Hall stands the pipes upright in the water and straps them to a structure near the entrance of the lock. With a temperature sensor at every half meter, their data will clearly show when thermal stratification occurs in the river and how deep the heated top layer reaches.
Along with setting up a weather station and temperature sensors, Hall and others such as the N.C. Department of Environmental Quality, Lower Cape Fear River Program, and Middle Cape Fear River Basin Association will periodically determine how much algae live in the river by measuring a pigment inside algae called chlorophyll-a.
Treating the water
The Cape Fear River serves as a drinking water source for 1.5 million people, and the cities that use it have dealt with other notorious contaminants like those released from the chemical manufacturing plant Chemours. Now, algae and their released toxins may be another issue that water treatment plants face. But if a harmful bloom arises, not all communities are able to remove these toxins during water treatment.
“We used to see smaller blooms. When it was real hot, you’d see a little green here and there, but never these major blooms we started seeing between 2007 and 2009,” says Chad Ham, the Water Resources Environmental Program Manager for Fayetteville Public Works Commission. Ham has worked with the river for 34 years and serves on multiple organizations that focus on the river’s water quality.
Fayetteville has never experienced a harmful algal bloom that releases toxins. But even if they did, their facilities are not equipped to treat them. The Public Works Commission is looking into design upgrades for the water treatment plant, Ham says.
Much farther downstream, Wilmington draws its water from behind Lock and Dam #1. The Sweeney Water Treatment Plant in Wilmington has one of the most thorough treatment processes in the country to deal with algae blooms, explains Ben Kearns, water treatment supervisor for the Cape Fear Public Utility Authority. While water treatment facilities regularly monitor intake water and potential contaminants, Kearns says that algae toxins have only recently become an operational consideration for plants with raw river water intakes.
Preventing algal blooms would be a more ideal solution to water-quality concerns and treatment costs. Results from Hall’s research may offer suggestions for how to predict and prevent blooms.

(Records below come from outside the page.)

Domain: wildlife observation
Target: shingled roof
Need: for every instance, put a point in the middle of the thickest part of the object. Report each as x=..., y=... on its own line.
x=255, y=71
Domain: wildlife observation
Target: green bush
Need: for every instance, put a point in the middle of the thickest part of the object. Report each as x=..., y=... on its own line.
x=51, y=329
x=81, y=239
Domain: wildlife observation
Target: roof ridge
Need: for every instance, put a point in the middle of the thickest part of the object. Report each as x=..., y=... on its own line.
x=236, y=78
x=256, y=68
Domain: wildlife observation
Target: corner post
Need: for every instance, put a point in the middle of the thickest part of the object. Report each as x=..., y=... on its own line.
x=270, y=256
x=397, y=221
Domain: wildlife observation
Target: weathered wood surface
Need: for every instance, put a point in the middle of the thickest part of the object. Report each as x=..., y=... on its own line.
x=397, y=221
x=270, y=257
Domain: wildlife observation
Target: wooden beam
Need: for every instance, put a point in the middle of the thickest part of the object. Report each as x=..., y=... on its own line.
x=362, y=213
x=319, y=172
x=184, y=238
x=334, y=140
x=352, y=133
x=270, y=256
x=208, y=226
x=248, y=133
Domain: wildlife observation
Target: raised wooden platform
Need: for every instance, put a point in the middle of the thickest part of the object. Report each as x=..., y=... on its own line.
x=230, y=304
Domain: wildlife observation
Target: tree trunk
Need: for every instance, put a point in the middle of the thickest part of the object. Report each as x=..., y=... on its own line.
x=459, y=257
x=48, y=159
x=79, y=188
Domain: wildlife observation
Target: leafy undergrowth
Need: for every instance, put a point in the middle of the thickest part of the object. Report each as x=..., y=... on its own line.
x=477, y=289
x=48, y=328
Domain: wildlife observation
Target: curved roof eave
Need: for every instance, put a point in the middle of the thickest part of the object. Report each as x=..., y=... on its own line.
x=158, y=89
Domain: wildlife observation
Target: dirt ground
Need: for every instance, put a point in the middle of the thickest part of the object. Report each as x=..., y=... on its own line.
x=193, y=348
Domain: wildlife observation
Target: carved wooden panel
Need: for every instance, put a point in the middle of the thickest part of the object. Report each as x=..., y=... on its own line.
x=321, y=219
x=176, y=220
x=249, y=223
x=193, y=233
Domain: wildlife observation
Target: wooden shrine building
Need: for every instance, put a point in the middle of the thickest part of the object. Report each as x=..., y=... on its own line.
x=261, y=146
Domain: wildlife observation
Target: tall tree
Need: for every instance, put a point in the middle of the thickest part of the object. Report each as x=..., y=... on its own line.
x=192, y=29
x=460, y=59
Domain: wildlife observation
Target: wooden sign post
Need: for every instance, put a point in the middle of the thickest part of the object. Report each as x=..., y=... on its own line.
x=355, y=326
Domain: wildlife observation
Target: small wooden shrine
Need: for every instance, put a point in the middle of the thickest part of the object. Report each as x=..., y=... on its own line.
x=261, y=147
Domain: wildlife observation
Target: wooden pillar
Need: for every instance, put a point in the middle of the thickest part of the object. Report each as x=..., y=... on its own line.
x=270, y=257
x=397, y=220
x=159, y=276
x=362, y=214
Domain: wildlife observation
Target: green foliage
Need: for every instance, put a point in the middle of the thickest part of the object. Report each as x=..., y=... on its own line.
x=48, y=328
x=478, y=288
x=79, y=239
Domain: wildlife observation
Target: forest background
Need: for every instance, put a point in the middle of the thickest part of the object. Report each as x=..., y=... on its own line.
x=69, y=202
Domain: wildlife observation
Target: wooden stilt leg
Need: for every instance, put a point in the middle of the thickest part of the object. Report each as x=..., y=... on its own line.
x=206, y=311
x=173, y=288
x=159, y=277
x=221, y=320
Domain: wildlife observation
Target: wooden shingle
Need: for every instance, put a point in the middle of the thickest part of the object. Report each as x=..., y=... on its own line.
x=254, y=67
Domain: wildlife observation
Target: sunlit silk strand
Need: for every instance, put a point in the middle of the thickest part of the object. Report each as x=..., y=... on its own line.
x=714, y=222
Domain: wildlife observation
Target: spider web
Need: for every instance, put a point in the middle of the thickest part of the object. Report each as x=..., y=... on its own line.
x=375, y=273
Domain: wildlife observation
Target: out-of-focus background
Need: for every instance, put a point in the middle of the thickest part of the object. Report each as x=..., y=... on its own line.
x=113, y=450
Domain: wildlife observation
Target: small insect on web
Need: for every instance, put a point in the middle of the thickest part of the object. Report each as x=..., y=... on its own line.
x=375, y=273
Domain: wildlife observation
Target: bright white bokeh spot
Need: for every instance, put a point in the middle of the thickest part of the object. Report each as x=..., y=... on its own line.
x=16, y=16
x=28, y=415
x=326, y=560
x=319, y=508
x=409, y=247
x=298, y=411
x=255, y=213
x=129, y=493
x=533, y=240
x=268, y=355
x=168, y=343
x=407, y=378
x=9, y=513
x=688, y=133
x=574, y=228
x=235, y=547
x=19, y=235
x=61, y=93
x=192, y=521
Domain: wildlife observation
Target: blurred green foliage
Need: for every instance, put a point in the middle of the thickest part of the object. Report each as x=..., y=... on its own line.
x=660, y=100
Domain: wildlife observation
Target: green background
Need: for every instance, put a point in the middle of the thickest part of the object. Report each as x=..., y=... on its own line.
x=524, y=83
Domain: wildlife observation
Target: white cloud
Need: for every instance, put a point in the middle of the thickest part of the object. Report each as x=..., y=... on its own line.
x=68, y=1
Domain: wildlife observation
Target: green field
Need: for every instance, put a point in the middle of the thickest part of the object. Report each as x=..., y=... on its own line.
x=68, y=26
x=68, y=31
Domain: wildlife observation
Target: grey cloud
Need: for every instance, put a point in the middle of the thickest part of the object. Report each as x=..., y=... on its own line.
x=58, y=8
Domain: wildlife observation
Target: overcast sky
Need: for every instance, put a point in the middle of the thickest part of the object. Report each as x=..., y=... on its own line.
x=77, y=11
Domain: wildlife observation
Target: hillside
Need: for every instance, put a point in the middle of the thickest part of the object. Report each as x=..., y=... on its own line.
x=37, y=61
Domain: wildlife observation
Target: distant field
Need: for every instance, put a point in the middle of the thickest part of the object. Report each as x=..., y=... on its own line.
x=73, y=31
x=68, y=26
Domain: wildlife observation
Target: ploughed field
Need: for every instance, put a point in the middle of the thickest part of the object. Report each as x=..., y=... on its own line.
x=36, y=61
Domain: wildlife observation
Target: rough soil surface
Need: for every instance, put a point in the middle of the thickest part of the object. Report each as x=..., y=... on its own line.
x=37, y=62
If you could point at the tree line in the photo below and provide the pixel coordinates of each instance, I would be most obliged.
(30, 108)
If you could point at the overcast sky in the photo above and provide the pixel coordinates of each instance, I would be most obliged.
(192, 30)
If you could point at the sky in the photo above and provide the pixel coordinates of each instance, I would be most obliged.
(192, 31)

If Hall finds predictable patterns between weather, stratification, and blooms, then increasing river flow during predicted bloom conditions might prevent excessive algae growth. This could be achieved by temporarily opening the locks or releasing water from the start of the river at Jordan Lake, which is also managed by the U.S. Army Corps of Engineers (USACE).
More research will be needed to determine if those are effective solutions. With multiple stakeholders involved and many people relying on the river, any changes to release patterns would be a monumental, prolonged task.
The USACE releases water from Jordan Lake for water-quality purposes to send oxygenated water downstream, Dana Matics explains. As the Piedmont assistant operations project manager with the USACE, Matics points out that if release procedures changed, it could still take days or even a week for the water to reach an algal bloom — which may not have an impact at that point.
“Nathan’s research is an important piece of the puzzle,” Ham says. Predicting blooms based on relatively convenient measurements could be a large step forward in the state’s effort to manage algal blooms and water quality in this essential water source.